If the deal is executed with CI shares at C$23, the company would need to issue 52.3 million shares to Scotia, representing a 15.8% stake. However, if Scotia wanted a larger piece of CI, it could sell its 20% stake in DundeeWealth Inc. [TSX:DW], a firm that CI said it was interested in buying back in 2007. (Mr. Boland believes Dundee Corp. has the right of first offer and right to match a sale of DundeeWealth shares.)
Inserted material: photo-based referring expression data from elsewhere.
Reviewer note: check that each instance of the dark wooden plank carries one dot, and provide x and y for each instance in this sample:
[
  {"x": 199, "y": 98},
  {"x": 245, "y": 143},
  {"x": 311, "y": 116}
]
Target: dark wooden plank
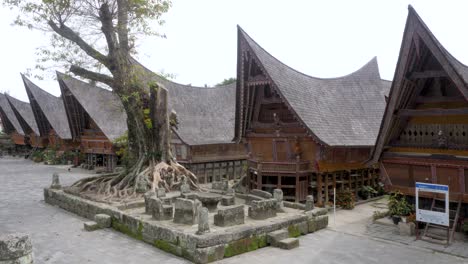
[{"x": 432, "y": 112}]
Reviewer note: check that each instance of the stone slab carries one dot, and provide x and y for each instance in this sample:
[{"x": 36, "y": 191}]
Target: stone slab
[{"x": 288, "y": 243}]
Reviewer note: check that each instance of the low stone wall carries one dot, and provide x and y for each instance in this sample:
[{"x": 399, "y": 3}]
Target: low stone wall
[{"x": 202, "y": 248}]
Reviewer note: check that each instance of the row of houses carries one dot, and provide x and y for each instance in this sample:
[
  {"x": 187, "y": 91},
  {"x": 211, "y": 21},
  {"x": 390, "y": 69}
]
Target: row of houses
[{"x": 303, "y": 134}]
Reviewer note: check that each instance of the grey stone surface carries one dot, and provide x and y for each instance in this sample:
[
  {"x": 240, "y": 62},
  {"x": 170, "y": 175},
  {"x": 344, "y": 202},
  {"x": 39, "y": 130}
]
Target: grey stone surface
[
  {"x": 14, "y": 246},
  {"x": 159, "y": 210},
  {"x": 228, "y": 200},
  {"x": 230, "y": 216},
  {"x": 209, "y": 200},
  {"x": 274, "y": 237},
  {"x": 309, "y": 206},
  {"x": 203, "y": 223},
  {"x": 161, "y": 192},
  {"x": 406, "y": 229},
  {"x": 260, "y": 193},
  {"x": 91, "y": 226},
  {"x": 55, "y": 181},
  {"x": 263, "y": 209},
  {"x": 103, "y": 220},
  {"x": 185, "y": 211},
  {"x": 288, "y": 243}
]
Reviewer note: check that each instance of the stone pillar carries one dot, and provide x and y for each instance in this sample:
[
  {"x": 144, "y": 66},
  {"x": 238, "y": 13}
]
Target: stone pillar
[
  {"x": 278, "y": 195},
  {"x": 203, "y": 225},
  {"x": 55, "y": 181},
  {"x": 309, "y": 203},
  {"x": 15, "y": 249}
]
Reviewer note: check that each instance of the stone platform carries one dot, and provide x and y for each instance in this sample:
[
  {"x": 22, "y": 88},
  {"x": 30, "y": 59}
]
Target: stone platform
[{"x": 183, "y": 240}]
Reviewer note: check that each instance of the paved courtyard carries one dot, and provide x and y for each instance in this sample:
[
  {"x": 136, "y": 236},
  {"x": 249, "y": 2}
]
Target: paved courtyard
[{"x": 58, "y": 236}]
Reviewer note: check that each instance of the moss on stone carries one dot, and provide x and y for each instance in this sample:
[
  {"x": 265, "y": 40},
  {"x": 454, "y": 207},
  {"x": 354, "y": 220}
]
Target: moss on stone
[
  {"x": 244, "y": 245},
  {"x": 121, "y": 227},
  {"x": 168, "y": 247},
  {"x": 294, "y": 231}
]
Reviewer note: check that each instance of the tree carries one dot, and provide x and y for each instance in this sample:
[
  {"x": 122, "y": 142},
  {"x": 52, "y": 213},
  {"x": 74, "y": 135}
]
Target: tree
[
  {"x": 96, "y": 39},
  {"x": 226, "y": 81}
]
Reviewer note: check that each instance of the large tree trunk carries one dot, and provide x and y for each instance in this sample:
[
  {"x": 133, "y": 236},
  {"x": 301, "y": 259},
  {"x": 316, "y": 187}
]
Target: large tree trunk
[{"x": 152, "y": 165}]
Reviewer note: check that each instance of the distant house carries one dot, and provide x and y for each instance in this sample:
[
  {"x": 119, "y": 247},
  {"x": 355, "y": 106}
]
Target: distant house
[
  {"x": 306, "y": 135},
  {"x": 25, "y": 116},
  {"x": 49, "y": 113},
  {"x": 424, "y": 132},
  {"x": 10, "y": 123},
  {"x": 96, "y": 119}
]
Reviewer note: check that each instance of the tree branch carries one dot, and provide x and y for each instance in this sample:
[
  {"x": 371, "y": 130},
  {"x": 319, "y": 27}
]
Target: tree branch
[
  {"x": 122, "y": 24},
  {"x": 98, "y": 77},
  {"x": 105, "y": 16},
  {"x": 71, "y": 35}
]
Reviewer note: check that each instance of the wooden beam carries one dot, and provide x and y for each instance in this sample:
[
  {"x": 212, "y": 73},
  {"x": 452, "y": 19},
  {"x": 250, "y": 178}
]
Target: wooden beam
[
  {"x": 426, "y": 74},
  {"x": 439, "y": 99},
  {"x": 432, "y": 112}
]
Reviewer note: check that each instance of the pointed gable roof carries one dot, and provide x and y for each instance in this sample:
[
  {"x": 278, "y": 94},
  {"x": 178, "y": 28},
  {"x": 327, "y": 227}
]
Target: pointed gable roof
[
  {"x": 103, "y": 106},
  {"x": 205, "y": 114},
  {"x": 416, "y": 31},
  {"x": 52, "y": 107},
  {"x": 25, "y": 111},
  {"x": 343, "y": 111},
  {"x": 9, "y": 115}
]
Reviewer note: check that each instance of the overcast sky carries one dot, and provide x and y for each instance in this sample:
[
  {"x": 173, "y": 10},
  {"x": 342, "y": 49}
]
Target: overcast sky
[{"x": 319, "y": 38}]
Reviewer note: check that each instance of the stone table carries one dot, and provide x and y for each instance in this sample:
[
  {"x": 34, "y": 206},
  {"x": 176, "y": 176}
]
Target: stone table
[{"x": 209, "y": 200}]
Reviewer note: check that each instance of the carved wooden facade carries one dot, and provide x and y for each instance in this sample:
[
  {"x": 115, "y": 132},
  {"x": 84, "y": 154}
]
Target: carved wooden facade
[
  {"x": 285, "y": 143},
  {"x": 424, "y": 134}
]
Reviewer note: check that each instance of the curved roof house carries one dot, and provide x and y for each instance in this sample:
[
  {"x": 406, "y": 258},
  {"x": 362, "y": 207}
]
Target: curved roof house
[
  {"x": 24, "y": 114},
  {"x": 302, "y": 130},
  {"x": 48, "y": 110},
  {"x": 9, "y": 120},
  {"x": 424, "y": 133}
]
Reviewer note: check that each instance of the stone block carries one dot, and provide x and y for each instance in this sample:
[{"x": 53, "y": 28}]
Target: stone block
[
  {"x": 263, "y": 209},
  {"x": 203, "y": 224},
  {"x": 228, "y": 200},
  {"x": 309, "y": 206},
  {"x": 91, "y": 226},
  {"x": 185, "y": 211},
  {"x": 55, "y": 182},
  {"x": 406, "y": 229},
  {"x": 161, "y": 192},
  {"x": 260, "y": 193},
  {"x": 103, "y": 220},
  {"x": 220, "y": 185},
  {"x": 274, "y": 237},
  {"x": 230, "y": 215},
  {"x": 15, "y": 248},
  {"x": 288, "y": 243}
]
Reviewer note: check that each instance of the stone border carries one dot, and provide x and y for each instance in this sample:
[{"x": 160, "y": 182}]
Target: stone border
[{"x": 203, "y": 248}]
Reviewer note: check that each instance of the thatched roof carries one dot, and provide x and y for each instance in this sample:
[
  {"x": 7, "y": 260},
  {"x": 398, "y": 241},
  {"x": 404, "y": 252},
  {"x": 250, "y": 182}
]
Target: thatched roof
[
  {"x": 403, "y": 93},
  {"x": 9, "y": 120},
  {"x": 25, "y": 111},
  {"x": 51, "y": 106},
  {"x": 103, "y": 106},
  {"x": 342, "y": 111},
  {"x": 205, "y": 114}
]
This would give Scotia nearly 20% of CI, CI 20% of DundeeWealth, while Sun Life’s stake in CI would dip below 30%. However, Mr. Boland thinks Sun Life would not agree to this dilution without something direct in return, given how successful its relationship with CI has been. This could include giving its customers access to Scotiabank’s banking products.

Mr. Boland said,

The difficulty in a transaction involving BNS is the assumption that SLF would allow another institution to repeat this success with CIX and be given the same access to wealth management products that SLF currently offers or may offer in the future.

The analyst noted that Scotiabank would likely agree as long as it could maintain its percentage stake in CI and possibly increase it in the future, as financial service firms are all competing for a “slice of the wallet.”

Finally, if Scotiabank requires a similar stake in CI as Sun Life, CI can issue less equity since some can come directly from Sun Life. This would provide both with equal influence and board representation, perhaps signalling that the two have a coordinated long-term wealth management plan, Mr. Boland suggested.